TorchServe slower (and lower GPU utilization) than Eager inference

[mspinaci]

While running a (rather) big model on GPU on high res images I can easily achieve 100% GPU utilization in Eager mode. Porting the same model to TorchServe (and removing all CPU pre/post processing) still fails to achieve it, and runtime is almost twice as much.

(I'm relatively new to Pytorch and just started with TorchServe, so this might well be a problem on my end and not a bug, if so I apologize in advance!)

Context

• torchserve version: 0.4.0
• torch-model-archiver version: 0.4.0
• torch version: 1.8.1+cu101
• torchvision version [if any]: 0.9.1+cu101 (not used?)
• java version: 11.0.11
• Operating System and version: Ubuntu 18.04.3 LTS (in a custom Docker container)

Your Environment

• Installed using source? [yes/no]: no
• Are you planning to deploy it using docker container? [yes/no]: yes
• Is it a CPU or GPU environment?: GPU
• Using a default/custom handler? [If possible upload/share custom handler/model]: Custom, see below
• What kind of model is it e.g. vision, text, audio?: vision
• Are you planning to use local models from model-store or public url being used e.g. from S3 bucket etc.? [If public url then provide link.]: local model
• Provide config.properties, logs [ts.log] and parameters used for model registration/update APIs: see below
• Link to your project [if any]:

Expected Behavior

I'll paste some code below of how I achieved the reported results in Eager mode and in TorchServe. Unfortunately I cannot paste a replicable test because it's a large model, with a lot of code in it, and the code is non-public and proprietary for the company I work in...

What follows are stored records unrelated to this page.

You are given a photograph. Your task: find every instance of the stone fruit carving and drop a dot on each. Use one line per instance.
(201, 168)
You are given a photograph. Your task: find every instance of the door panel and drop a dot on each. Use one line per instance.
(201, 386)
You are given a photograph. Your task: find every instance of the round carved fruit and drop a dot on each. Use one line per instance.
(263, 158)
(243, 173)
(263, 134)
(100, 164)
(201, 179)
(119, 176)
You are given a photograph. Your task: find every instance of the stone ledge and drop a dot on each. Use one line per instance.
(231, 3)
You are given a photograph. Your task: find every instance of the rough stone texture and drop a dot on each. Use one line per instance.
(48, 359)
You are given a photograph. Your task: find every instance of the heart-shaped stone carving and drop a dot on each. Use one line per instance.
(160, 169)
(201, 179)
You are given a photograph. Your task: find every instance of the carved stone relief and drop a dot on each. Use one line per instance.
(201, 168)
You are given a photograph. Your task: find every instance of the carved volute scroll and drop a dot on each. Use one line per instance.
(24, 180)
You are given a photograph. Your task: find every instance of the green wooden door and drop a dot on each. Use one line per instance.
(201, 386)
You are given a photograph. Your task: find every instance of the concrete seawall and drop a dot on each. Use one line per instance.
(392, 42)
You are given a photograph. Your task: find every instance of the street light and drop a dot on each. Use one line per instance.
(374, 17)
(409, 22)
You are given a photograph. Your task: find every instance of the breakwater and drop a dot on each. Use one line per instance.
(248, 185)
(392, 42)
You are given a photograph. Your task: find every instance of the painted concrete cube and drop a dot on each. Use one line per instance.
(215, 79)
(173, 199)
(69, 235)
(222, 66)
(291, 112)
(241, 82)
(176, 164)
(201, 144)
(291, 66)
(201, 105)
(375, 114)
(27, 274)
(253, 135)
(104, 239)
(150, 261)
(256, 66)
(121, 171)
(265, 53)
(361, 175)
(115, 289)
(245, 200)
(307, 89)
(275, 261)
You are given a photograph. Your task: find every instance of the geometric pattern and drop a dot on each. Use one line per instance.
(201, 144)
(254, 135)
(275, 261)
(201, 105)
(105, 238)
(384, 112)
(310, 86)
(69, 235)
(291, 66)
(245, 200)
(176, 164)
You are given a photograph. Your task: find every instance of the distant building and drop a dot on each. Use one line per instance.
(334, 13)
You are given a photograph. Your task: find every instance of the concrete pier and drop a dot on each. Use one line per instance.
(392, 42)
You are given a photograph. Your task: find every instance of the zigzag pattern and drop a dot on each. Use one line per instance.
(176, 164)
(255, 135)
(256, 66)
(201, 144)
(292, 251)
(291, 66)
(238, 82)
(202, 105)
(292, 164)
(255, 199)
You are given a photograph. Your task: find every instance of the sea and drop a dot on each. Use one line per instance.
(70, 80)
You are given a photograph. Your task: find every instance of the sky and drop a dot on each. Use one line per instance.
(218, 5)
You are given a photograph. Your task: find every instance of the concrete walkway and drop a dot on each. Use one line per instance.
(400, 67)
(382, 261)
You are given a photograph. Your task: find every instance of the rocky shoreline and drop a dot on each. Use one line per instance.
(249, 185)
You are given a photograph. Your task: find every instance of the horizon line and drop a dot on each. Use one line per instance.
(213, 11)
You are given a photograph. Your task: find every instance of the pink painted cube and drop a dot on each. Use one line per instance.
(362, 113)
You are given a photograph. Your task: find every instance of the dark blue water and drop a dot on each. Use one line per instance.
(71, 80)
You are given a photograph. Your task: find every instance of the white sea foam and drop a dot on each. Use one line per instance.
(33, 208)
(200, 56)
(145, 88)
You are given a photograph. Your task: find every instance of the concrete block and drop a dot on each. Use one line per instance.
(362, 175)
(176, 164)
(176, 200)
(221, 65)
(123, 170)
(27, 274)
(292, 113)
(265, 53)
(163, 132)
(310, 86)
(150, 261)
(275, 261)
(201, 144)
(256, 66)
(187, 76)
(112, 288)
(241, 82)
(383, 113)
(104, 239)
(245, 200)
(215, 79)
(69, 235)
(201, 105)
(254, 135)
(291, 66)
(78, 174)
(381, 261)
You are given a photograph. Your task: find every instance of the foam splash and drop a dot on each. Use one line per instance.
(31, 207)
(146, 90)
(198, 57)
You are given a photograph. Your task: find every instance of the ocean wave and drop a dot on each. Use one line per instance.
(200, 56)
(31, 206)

So the assumption is I have a model.py file that contains an EncoderDecoder class (subclass of nn.Module). Its weights are saved in weights.pth. The inference code simply loads images from the images folder, rescales them to the high res format we use (about 8 megapixel), feeds to the model (using multiple CPU workers), and then some bounding box postprocessing is applied:

import os
import torch
import numpy as np
from tqdm import tqdm
from PIL import Image
from torch.utils.data import Dataset, DataLoader

from model import EncoderDecoder
from handler import torch_extract_boxes, resize_and_pad

class ImageDataset(Dataset):
    def __init__(self, path='images/',
                 extension='.jpg',
                 input_res=(3296, 2544)):
        self.filenames = [f for f in os.listdir(path) if f.endswith(extension)]
        self.path = path
        self.input_res = input_res

    def __len__(self):
        return len(self.filenames)

    def __getitem__(self, item):
        filename = self.filenames[item]
        image = Image.open(os.path.join(self.path, filename))
        return torch.from_numpy(resize_and_pad(image.convert('L'), self.input_res)[0][None])

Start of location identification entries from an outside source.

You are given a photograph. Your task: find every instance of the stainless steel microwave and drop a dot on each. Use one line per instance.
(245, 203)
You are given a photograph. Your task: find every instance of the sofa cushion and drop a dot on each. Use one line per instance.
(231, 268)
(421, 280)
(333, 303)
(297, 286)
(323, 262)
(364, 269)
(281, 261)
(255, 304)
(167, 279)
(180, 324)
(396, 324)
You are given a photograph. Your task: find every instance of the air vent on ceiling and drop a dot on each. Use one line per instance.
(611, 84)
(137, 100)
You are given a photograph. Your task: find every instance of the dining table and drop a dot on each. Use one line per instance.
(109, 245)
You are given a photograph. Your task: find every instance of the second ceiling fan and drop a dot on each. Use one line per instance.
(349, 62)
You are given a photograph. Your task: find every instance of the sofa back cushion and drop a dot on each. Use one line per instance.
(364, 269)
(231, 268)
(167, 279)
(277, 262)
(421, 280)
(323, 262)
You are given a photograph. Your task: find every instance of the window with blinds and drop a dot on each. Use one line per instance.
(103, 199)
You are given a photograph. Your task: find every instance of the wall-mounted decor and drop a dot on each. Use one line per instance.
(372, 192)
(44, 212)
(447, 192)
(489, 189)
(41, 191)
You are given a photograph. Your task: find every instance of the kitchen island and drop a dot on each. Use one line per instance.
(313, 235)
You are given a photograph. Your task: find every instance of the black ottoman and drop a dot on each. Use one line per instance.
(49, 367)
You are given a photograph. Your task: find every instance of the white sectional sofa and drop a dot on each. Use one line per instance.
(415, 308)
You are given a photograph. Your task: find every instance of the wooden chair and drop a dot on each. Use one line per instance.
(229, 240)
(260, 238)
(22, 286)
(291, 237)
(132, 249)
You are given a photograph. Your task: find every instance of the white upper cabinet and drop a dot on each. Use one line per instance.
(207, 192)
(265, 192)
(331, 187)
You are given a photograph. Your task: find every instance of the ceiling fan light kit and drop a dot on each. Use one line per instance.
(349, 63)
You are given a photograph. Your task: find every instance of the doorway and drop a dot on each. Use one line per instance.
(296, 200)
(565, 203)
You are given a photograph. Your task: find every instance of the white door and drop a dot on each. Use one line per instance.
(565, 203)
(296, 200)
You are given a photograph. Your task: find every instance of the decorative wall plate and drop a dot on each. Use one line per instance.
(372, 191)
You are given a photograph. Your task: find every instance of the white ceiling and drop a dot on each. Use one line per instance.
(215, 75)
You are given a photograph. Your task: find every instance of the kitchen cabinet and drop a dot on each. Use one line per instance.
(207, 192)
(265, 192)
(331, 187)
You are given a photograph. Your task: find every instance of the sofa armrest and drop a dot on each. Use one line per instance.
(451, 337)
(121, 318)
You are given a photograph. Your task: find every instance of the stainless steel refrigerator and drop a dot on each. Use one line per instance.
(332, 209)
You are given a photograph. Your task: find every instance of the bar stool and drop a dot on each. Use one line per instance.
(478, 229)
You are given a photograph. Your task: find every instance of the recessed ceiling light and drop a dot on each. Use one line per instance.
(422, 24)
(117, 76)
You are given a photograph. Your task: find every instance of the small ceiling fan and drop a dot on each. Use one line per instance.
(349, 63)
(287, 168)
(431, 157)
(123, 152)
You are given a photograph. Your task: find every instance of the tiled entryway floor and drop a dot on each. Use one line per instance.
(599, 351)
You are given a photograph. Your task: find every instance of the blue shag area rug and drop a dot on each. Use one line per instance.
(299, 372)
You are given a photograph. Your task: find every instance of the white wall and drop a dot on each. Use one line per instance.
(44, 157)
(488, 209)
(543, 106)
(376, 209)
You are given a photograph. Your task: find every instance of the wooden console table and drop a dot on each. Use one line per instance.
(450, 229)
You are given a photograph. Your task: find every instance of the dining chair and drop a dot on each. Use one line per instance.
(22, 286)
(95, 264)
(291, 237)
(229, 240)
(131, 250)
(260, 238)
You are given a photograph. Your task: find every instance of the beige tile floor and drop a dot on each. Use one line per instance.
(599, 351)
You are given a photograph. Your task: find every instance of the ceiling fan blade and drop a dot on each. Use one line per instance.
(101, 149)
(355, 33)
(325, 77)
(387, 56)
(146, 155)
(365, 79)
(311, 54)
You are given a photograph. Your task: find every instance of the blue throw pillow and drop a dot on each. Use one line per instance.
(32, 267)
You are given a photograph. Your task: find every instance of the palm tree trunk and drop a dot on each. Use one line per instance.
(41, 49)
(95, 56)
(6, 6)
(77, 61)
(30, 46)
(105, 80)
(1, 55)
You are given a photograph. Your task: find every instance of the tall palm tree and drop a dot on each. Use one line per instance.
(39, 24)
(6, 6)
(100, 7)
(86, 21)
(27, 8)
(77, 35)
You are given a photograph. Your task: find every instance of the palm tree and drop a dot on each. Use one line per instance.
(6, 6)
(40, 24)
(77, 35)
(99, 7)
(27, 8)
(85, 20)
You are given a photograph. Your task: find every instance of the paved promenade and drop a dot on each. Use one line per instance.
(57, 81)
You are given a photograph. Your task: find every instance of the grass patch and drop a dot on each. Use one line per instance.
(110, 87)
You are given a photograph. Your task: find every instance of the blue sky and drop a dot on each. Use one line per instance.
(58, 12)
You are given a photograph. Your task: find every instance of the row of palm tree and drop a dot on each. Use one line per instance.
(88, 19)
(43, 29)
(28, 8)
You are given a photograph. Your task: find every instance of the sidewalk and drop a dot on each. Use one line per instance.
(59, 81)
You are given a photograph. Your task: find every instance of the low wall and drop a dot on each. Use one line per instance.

def main(output_res=(824, 636)):
    dataset = ImageDataset()
    data_loader = DataLoader(dataset, num_workers=4, pin_memory=True)
    model = EncoderDecoder()
    model.eval()
    model.cuda(0)
    checkpoint = torch.load('weights.pth')
    model.load_state_dict(checkpoint)
    device = torch.device('cuda')

    with torch.no_grad():
        for image in tqdm(data_loader):
            preds = model(image.to(device))
            result = torch_extract_boxes(preds, output_res).cpu()[None].detach().numpy()

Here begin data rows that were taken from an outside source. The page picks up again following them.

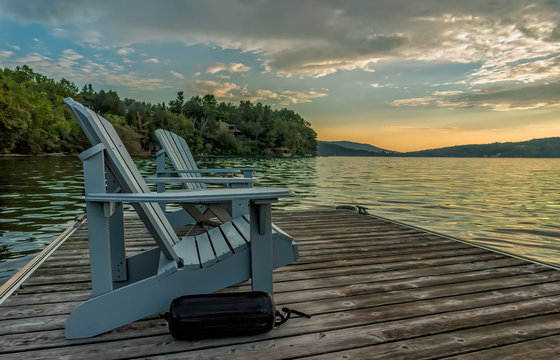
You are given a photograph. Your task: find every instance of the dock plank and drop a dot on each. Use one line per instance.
(377, 290)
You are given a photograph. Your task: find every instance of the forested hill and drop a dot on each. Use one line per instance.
(538, 148)
(34, 119)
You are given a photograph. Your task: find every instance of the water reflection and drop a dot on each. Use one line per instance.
(511, 204)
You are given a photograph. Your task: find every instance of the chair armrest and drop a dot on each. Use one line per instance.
(200, 171)
(206, 180)
(198, 196)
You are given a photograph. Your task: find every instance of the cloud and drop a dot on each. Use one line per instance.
(231, 67)
(134, 80)
(177, 75)
(232, 92)
(71, 54)
(221, 90)
(498, 98)
(317, 38)
(295, 97)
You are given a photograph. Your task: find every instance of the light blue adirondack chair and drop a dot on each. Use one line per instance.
(186, 171)
(176, 149)
(125, 289)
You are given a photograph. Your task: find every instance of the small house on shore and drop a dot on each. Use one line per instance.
(281, 152)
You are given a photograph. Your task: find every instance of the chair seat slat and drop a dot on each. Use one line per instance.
(186, 249)
(205, 251)
(233, 236)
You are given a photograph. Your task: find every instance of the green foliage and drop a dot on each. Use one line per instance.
(536, 148)
(34, 119)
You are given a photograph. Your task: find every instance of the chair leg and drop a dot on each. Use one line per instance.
(152, 295)
(261, 246)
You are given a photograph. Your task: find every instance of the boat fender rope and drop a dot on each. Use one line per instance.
(281, 318)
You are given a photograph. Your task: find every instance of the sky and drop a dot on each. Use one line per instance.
(401, 75)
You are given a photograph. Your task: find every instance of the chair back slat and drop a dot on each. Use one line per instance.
(100, 131)
(180, 156)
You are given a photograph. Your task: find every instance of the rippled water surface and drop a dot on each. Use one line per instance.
(510, 204)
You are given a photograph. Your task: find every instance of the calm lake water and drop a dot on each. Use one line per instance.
(510, 204)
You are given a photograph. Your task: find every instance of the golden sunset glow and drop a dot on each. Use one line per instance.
(424, 75)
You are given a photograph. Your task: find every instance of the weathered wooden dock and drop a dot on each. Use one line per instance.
(376, 290)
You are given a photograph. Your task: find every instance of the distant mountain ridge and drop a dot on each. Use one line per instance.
(538, 148)
(349, 148)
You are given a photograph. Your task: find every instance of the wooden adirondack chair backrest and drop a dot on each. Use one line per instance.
(100, 131)
(180, 156)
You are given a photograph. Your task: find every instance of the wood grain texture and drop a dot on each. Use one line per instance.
(376, 290)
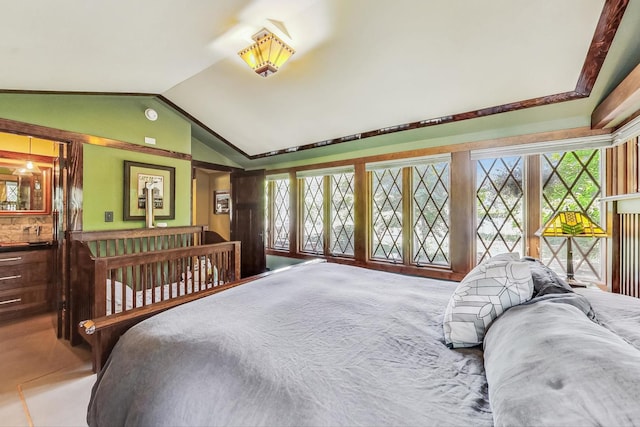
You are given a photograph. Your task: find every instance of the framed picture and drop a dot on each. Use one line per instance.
(158, 179)
(221, 202)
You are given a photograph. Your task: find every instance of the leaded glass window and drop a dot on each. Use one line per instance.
(342, 220)
(572, 181)
(386, 214)
(430, 244)
(313, 215)
(280, 208)
(499, 207)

if __name__ == '__main__':
    main()

This achieves the expected behaviour: GPU is virtually always at 100% utilization (see magenta line below plotted with nvtop), and the loop takes 18 seconds for 50 images (of which a couple of seconds go into warming up the GPU):

Current Behavior

This does not happen when using TorchServe. I had to customize a few things to allow it to run (in theory) pure GPU processes, i.e. the input is the already processed image as a (bytearray representing) a numpy array, and the output is the raw bytes of the numpy array output. To achieve this, I archived the model running

torch-model-archiver --model-name model --version 1.0 \
--model-file model.py \
--serialized-file weights.pth \
--handler  handler.py

mkdir -p model_store
mv model.mar model_store/

where handler.py is:

import torch
from math import log
import numpy as np
from PIL import Image
import base64

from ts.torch_handler.vision_handler import BaseHandler

class ModelHandler(BaseHandler):
    input_res = (3296, 2544)
    output_res = (824, 636)

    def preprocess(self, data):
        images = []

        for row in data:
            # Compat layer: normally the envelope should just return the data
            # directly, but older versions of Torchserve didn't have envelope.
            image = row.get("data") or row.get("body")
            if isinstance(image, str):
                # if the image is a string of bytesarray.
                image = base64.b64decode(image)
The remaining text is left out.